Doctors working with the Injury Free Coalition for Kids of Birmingham are on the frontlines treating injuries resulting from ATV accidents to dog bites. Children’s of Alabama Emergency Department Medical Director and University of Alabama at Birmingham (UAB) Professor Kathy Monroe, M.D., and Children’s Pediatric Emergency Medicine Physician and UAB Professor Michele Nichols, M.D., are doing all they can to raise awareness and address a likely increase in childhood injuries amid the COVID-19 pandemic. Injury prevention professionals emphasize the safety and well-being of children so that they remain injury-free.
“We must remain mindful and vigilant,” said Barbara Barlow, M.D., founder and executive director of the Injury Free Coalition for Kids. “Our sites across the country are working to find ways to help families address motor vehicle safety, home safety and the need for safe play spaces during the virus outbreak.”

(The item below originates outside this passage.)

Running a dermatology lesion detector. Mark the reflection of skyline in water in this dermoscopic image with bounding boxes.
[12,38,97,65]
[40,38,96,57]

“The Centers for Disease Control and Prevention (CDC) is encouraging families to help children to stay active and play outdoors, go on bike rides, and walks, but obviously while practicing social distancing,” said Injury Free Board President Lois Lee, M.D. “The CDC also says it’s important to take regular indoor activity breaks to stretch and dance as well as keep children socially connected by helping them reach out to friends and family via phone, video chats, and writing letters or cards when it is not possible to visit due to stay at home orders.”
For more information about how to keep kids safe and engaged, visit childrensal.org/coronavirus and click on the “COVID-19 KidsHealth and Resources” tab.
In addition to keeping children injury-free, the CDC offers the following tips to help families stay healthy and virus-free:
• Cleaning hands often using soap and water or alcohol-based hand sanitizer
• Avoid people who are sick (coughing and sneezing)
• Clean and disinfect high-touch surfaces daily in household common areas (e.g. tables, hard-backed chairs, doorknobs, light switches, remotes, handles, desks, toilets, sinks)
• Launder items including washable plush toys as appropriate in accordance with the manufacturer’s instructions. If possible, launder items using the warmest appropriate water setting for the items and dry items completely. Dirty laundry from an ill person can be washed with other people’s items.
Cold-like symptoms such as fever, runny nose, cough, shortness of breath, vomiting and diarrhea have been associated with COVID-19 in children and are reasons for contacting primary care providers.
About Injury Free Coalition for Kids
The Injury Free Coalition for Kids is among the country’s most effective injury prevention programs. It is a national program developed with funding from the Robert Wood Johnson Foundation comprised of hospital-based, community-oriented programs whose efforts are anchored in research, education and advocacy. Currently, the Coalition includes more than 30 sites located in just as many cities, each housed in the trauma center of their participating institution. It is run under the guidance of a board comprised of Coalition members and approved by the organization, operated by a set of bylaws established by the governing board.